#timeout #delay #tokio #async #tokio-task

nightly set_timeout

A crate which allows efficiently executing futures after some delay has passed

5 releases

0.1.4 Sep 9, 2022
0.1.3 Jul 19, 2022
0.1.2 Jul 19, 2022
0.1.1 Jul 18, 2022
0.1.0 Jul 17, 2022

#1068 in Asynchronous

GPL-3.0-only

22KB
232 lines

set_timeout

This crate allows executing futures after a certain delay, similar to how setTimeout works in js. The scheduling of a future can be cancelled as long as the future wasn't already executed, by using a CancellationToken.

This crate uses a scheduler which allows running an unlimited number of delayed futures using just a single tokio task, in contrast to many crates which spawn a new task for each set timeout call. This uses less memory and should be more performant.
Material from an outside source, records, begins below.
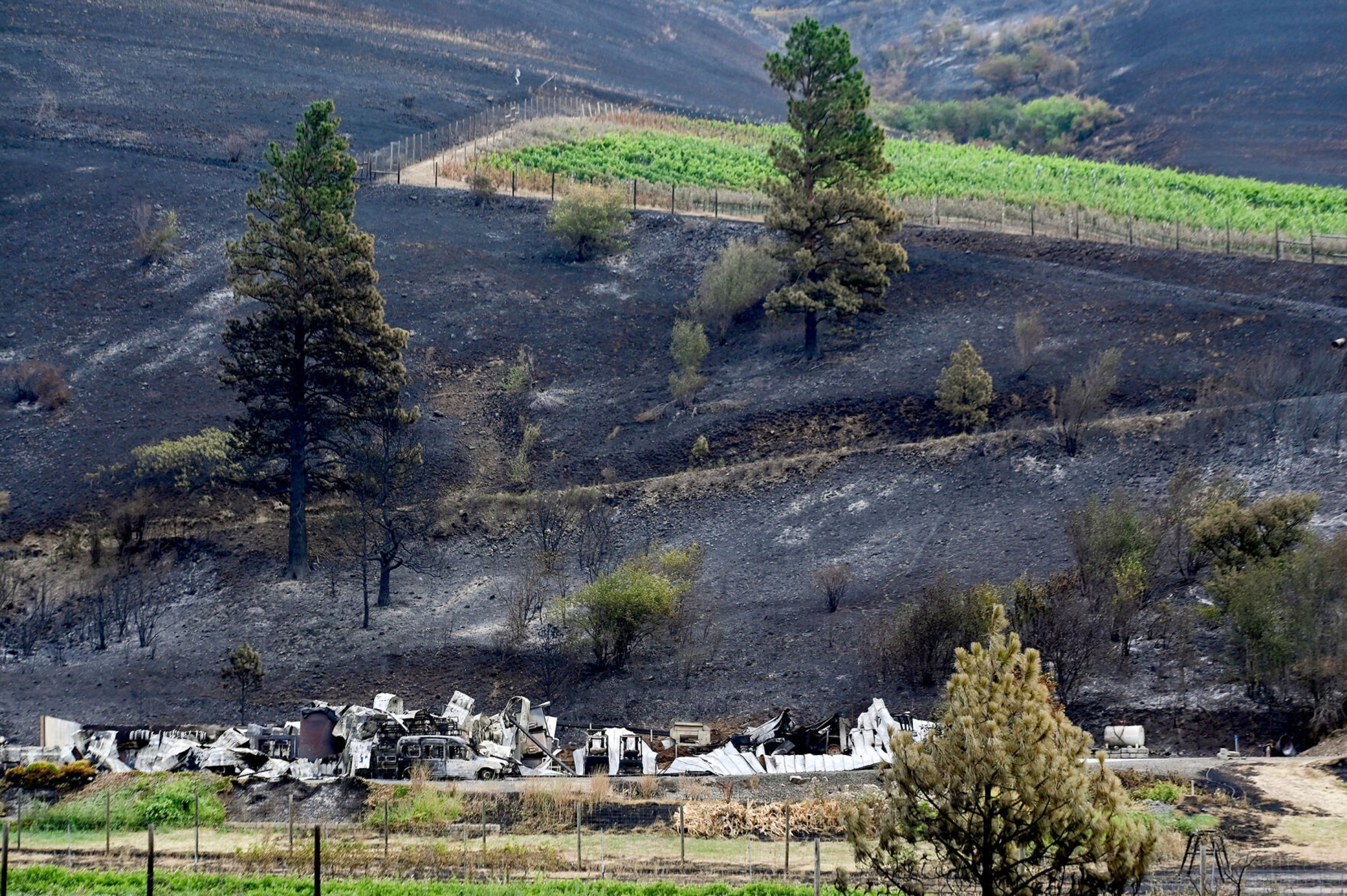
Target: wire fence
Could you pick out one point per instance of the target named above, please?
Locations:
(598, 841)
(472, 147)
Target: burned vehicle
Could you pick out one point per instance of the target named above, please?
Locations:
(448, 758)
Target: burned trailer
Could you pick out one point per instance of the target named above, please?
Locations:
(595, 761)
(623, 752)
(448, 758)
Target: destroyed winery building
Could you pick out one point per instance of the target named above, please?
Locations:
(384, 740)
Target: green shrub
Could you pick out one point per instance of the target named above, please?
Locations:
(157, 235)
(521, 467)
(414, 806)
(189, 463)
(964, 390)
(740, 277)
(622, 609)
(165, 800)
(589, 220)
(1160, 791)
(1236, 534)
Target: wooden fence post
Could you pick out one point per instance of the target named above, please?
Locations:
(682, 838)
(150, 863)
(818, 864)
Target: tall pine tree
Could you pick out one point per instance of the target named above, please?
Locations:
(1001, 795)
(832, 221)
(317, 357)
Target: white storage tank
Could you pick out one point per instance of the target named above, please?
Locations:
(1121, 736)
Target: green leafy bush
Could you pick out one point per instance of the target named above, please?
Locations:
(737, 279)
(589, 220)
(1160, 791)
(192, 461)
(51, 777)
(165, 800)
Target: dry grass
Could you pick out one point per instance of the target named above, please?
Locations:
(809, 818)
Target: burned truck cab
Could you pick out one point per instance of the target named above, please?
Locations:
(448, 758)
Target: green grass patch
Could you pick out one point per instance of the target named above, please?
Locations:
(736, 157)
(1160, 791)
(1193, 824)
(413, 806)
(45, 880)
(163, 800)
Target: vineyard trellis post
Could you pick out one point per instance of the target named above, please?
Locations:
(150, 862)
(682, 838)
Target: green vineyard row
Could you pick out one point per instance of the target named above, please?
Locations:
(740, 161)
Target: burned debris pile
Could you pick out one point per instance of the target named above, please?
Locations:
(386, 740)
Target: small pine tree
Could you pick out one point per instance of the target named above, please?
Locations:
(689, 348)
(589, 220)
(1001, 793)
(964, 390)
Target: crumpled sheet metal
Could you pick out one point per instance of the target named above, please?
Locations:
(871, 743)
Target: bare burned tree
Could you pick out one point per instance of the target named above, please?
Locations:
(550, 516)
(246, 673)
(1028, 340)
(554, 659)
(833, 583)
(1086, 397)
(1065, 626)
(597, 538)
(524, 601)
(393, 503)
(146, 614)
(698, 639)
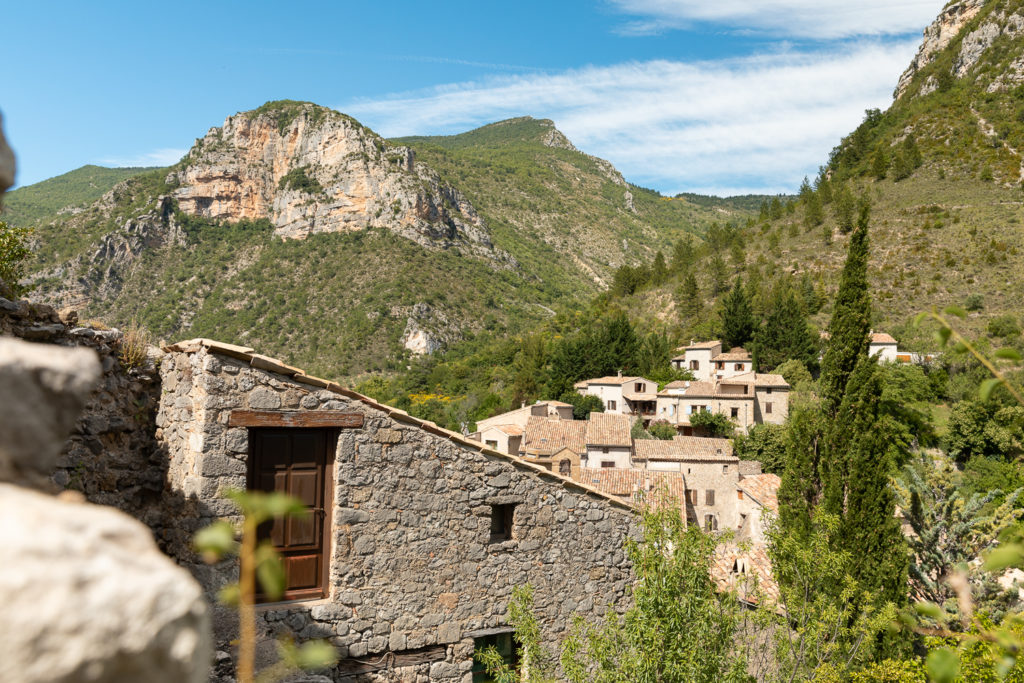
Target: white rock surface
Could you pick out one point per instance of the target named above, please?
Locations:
(6, 163)
(42, 390)
(87, 596)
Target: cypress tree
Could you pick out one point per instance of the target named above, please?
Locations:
(737, 318)
(857, 488)
(850, 323)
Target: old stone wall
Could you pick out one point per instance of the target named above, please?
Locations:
(412, 565)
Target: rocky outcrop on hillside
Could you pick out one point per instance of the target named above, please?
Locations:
(309, 169)
(937, 36)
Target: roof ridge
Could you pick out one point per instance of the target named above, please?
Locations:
(268, 364)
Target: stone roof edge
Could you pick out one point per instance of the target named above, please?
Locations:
(272, 365)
Please note that this crate can only be used in the context of a tokio runtime.

Example

#[tokio::main]
async fn main() {
    let scheduler = TimeoutScheduler::new(None);

    let start = Instant::now();

    // schedule a future which will run after at least 1.234 seconds from now.
    scheduler.set_timeout(Duration::from_secs_f32(1.234), async move {
        let elapsed = start.elapsed();

        assert!(elapsed.as_secs_f32() > 1.234);

        println!("elapsed: {:?}", elapsed);
    });

    // make sure that the main task doesn't end before the timeout is executed, because if the main
    // task returns the runtime stops running.
    tokio::time::sleep(Duration::from_secs(2)).await;
}

Usage Tip

You can schedule many timeouts on the scheduler, but you should avoid scheduling futures which take a long time to execute, since such futures can block the scheduler from executing other scheduled timeouts, and may cause other timeouts to execute at a big delay.

If you really need to schedule some future which takes a long time, consider scheduling a future which spawns a new task and then does all the heavy stuff.

Sharing The Scheduler

The timeout scheduler can be shared between multiple tasks, by storing it in an Arc, or by storing it in a global variable using the lazy_static crate. For an example of this, check out the example called global_variable and the example called multitasking in the examples directory.